Diese irische Heilige, deren Gedenktag am 1. Februar begangen wird, lebte von 453 bis 521 in Irland, gründete dort das Kloster Kildare und wurde die erste Äbtissin dieser Frauengemeinschaft. Von ihrem Leben ist nicht allzuviel bekannt: Sagen und Legenden künden aber in bewegten Worten von den vielen Guttaten der Heiligen und berichten von ihrer Hilfe bei der Heilung des Viehs und der Haustiere. 

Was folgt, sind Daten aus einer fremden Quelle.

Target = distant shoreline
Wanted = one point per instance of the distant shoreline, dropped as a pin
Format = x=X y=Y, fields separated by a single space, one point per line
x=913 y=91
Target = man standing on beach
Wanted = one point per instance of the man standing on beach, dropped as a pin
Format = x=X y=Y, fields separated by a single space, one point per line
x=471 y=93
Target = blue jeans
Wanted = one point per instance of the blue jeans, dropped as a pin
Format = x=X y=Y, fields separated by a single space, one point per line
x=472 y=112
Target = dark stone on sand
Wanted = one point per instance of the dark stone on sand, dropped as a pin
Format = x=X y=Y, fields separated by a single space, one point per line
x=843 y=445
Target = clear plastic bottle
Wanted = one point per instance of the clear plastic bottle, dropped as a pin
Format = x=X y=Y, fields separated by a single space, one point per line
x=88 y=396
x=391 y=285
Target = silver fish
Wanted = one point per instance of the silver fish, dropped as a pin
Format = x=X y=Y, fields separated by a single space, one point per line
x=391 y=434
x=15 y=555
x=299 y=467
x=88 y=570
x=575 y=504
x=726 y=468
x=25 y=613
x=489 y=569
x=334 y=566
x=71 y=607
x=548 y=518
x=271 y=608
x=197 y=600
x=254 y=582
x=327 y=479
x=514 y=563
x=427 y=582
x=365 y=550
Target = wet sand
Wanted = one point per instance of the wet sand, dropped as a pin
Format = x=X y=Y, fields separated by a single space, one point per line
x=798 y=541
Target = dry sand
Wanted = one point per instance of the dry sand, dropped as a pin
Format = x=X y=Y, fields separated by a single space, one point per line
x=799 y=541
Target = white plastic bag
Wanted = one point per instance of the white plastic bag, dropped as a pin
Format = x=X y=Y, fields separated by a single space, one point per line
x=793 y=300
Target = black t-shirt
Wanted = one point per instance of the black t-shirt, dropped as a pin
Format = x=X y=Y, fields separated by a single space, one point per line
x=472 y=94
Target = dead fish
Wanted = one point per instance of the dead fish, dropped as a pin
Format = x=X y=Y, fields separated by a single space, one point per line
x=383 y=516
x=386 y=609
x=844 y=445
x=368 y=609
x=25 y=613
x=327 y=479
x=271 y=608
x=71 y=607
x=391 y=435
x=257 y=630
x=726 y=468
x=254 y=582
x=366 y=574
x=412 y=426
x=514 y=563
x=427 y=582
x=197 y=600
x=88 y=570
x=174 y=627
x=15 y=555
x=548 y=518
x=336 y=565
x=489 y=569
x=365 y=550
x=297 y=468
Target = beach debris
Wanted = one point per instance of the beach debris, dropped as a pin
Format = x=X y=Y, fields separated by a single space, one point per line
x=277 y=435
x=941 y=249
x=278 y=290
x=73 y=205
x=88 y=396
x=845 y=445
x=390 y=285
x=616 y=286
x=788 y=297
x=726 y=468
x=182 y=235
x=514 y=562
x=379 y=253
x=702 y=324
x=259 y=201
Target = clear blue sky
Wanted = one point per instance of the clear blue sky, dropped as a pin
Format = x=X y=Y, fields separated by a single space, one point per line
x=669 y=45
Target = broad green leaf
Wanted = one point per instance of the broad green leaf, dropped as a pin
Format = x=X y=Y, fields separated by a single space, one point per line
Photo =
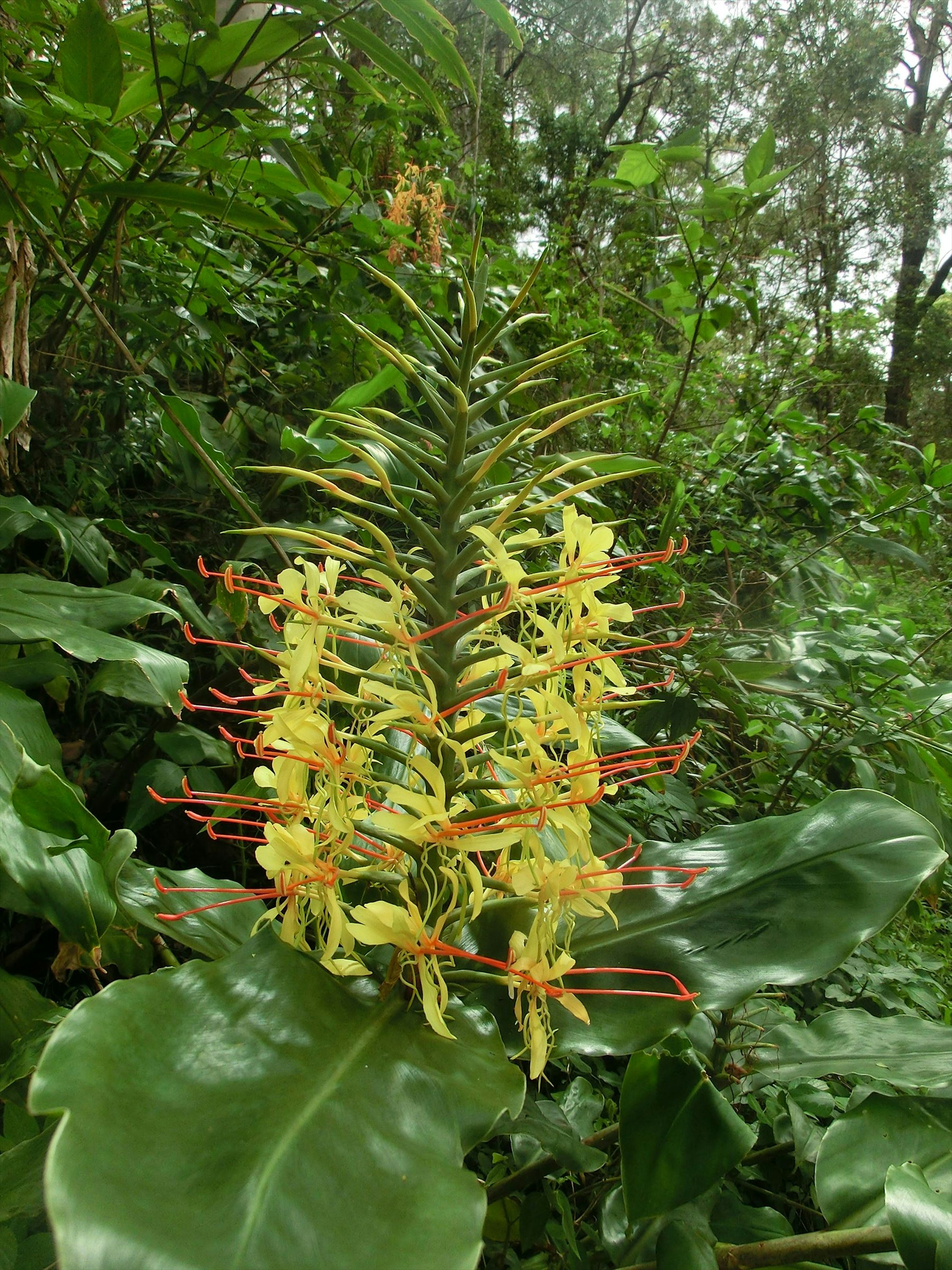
x=27 y=722
x=91 y=62
x=79 y=538
x=220 y=208
x=734 y=1222
x=639 y=166
x=859 y=1151
x=51 y=804
x=921 y=1220
x=906 y=1051
x=126 y=680
x=391 y=63
x=280 y=1095
x=546 y=1123
x=35 y=670
x=678 y=1136
x=70 y=889
x=760 y=159
x=682 y=1248
x=14 y=401
x=215 y=934
x=784 y=901
x=60 y=614
x=218 y=55
x=417 y=17
x=22 y=1176
x=889 y=549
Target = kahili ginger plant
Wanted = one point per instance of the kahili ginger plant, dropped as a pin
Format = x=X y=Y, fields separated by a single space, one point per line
x=428 y=740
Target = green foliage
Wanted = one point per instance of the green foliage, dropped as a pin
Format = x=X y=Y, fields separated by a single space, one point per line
x=337 y=1091
x=719 y=257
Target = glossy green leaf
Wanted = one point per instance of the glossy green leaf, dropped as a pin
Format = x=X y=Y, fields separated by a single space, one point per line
x=27 y=722
x=784 y=901
x=214 y=934
x=91 y=62
x=546 y=1123
x=14 y=402
x=35 y=670
x=639 y=166
x=105 y=609
x=220 y=208
x=678 y=1136
x=921 y=1220
x=682 y=1248
x=906 y=1051
x=78 y=537
x=859 y=1151
x=278 y=1095
x=48 y=802
x=70 y=889
x=22 y=1008
x=391 y=63
x=22 y=1176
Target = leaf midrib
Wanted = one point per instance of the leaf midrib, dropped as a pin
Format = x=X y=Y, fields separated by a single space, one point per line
x=378 y=1020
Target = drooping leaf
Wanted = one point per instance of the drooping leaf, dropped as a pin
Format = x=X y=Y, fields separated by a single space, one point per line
x=424 y=25
x=761 y=156
x=921 y=1218
x=639 y=166
x=21 y=1008
x=860 y=1149
x=14 y=401
x=79 y=538
x=906 y=1051
x=682 y=1248
x=501 y=16
x=69 y=888
x=678 y=1136
x=91 y=62
x=215 y=934
x=22 y=1176
x=784 y=901
x=545 y=1122
x=303 y=1095
x=35 y=670
x=27 y=722
x=391 y=63
x=59 y=613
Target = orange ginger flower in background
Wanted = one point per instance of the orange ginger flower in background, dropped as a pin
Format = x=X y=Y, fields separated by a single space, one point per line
x=419 y=205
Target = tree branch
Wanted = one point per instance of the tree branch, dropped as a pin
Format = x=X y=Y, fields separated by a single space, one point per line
x=798 y=1248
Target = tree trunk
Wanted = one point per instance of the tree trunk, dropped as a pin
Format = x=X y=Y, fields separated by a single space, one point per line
x=918 y=210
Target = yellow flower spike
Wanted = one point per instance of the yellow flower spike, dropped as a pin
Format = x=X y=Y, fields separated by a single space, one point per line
x=376 y=726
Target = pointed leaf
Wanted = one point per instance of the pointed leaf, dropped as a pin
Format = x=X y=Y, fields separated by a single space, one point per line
x=784 y=901
x=277 y=1097
x=678 y=1136
x=859 y=1151
x=903 y=1049
x=91 y=62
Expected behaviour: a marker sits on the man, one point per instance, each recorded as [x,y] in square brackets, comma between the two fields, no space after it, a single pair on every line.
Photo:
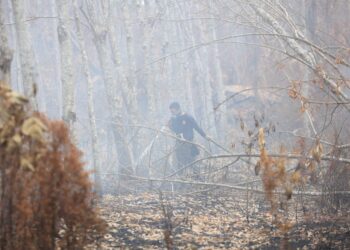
[183,125]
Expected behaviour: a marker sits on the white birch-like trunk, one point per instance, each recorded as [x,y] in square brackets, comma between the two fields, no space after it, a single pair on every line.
[64,28]
[5,53]
[29,74]
[126,161]
[91,110]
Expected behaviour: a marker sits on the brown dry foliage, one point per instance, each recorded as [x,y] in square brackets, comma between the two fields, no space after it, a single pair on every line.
[46,196]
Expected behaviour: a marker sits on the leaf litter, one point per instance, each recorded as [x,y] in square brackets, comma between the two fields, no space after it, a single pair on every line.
[202,221]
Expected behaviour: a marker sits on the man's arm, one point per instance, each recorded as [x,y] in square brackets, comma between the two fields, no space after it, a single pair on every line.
[196,126]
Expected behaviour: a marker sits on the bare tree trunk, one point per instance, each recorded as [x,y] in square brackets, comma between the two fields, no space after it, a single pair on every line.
[29,74]
[126,161]
[64,28]
[92,116]
[5,53]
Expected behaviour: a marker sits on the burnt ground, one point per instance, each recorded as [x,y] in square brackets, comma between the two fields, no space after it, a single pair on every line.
[220,221]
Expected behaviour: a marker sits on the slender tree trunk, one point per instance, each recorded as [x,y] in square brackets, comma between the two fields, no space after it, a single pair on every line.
[91,110]
[5,53]
[65,42]
[126,161]
[29,74]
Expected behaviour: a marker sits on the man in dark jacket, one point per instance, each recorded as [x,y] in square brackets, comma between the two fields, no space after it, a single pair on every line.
[182,125]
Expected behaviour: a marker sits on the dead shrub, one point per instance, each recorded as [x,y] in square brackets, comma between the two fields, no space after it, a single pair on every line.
[45,195]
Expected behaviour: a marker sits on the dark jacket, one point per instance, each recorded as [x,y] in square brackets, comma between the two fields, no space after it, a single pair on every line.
[183,125]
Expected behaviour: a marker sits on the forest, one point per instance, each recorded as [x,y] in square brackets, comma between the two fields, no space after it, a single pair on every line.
[174,124]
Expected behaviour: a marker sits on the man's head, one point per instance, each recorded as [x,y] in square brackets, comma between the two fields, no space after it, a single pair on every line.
[175,108]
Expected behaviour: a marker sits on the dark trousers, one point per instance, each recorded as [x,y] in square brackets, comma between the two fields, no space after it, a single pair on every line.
[185,154]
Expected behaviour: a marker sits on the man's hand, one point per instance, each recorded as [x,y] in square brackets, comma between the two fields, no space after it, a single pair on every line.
[208,138]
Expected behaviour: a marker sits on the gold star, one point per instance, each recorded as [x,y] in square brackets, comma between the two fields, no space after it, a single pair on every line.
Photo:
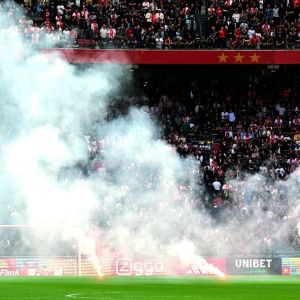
[254,58]
[238,57]
[223,57]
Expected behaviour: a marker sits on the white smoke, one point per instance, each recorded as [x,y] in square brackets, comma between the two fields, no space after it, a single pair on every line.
[144,200]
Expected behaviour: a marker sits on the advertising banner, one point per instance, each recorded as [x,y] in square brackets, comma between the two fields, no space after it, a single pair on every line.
[291,266]
[26,267]
[253,266]
[124,266]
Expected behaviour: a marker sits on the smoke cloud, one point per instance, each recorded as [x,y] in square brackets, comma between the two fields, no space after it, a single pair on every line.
[144,199]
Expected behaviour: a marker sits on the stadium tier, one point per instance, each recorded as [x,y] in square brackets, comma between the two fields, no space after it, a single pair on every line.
[130,24]
[156,152]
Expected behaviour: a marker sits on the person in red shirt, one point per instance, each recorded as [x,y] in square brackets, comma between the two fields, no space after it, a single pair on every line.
[222,37]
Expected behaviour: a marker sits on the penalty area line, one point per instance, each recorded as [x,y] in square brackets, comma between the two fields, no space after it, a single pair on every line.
[99,296]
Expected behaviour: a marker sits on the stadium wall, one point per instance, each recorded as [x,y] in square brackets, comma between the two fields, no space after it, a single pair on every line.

Im 15. Jahrhundert wird sie als Äbtissin mit Stab und Buch (Symbol der Klosterregel) oder auch mit Palme (ihren himmlischen Lohn andeutend) und einer Kuh dargestellt. Brigida ist die Patronin der Stadt Essen, von Irland und Kildare. Sie schützt die Kinder und Wöchnerinnen. Ihre Hilfe wird gegen Unglück und Verfolgung erfleht. - Nun gibt es noch eine Gemeinsamkeit zwischen Neichen und dem irischen Kloster Kildare, die im Ursprung der Namen begründet ist: Neichen, hergeleitet aus der mittelalterlichen Bezeichnung »Hof bei den Eichen« und Kildare, was im irischen bedeutet: »Cill Dara, die Zelle oder Kirche bei den Eichen.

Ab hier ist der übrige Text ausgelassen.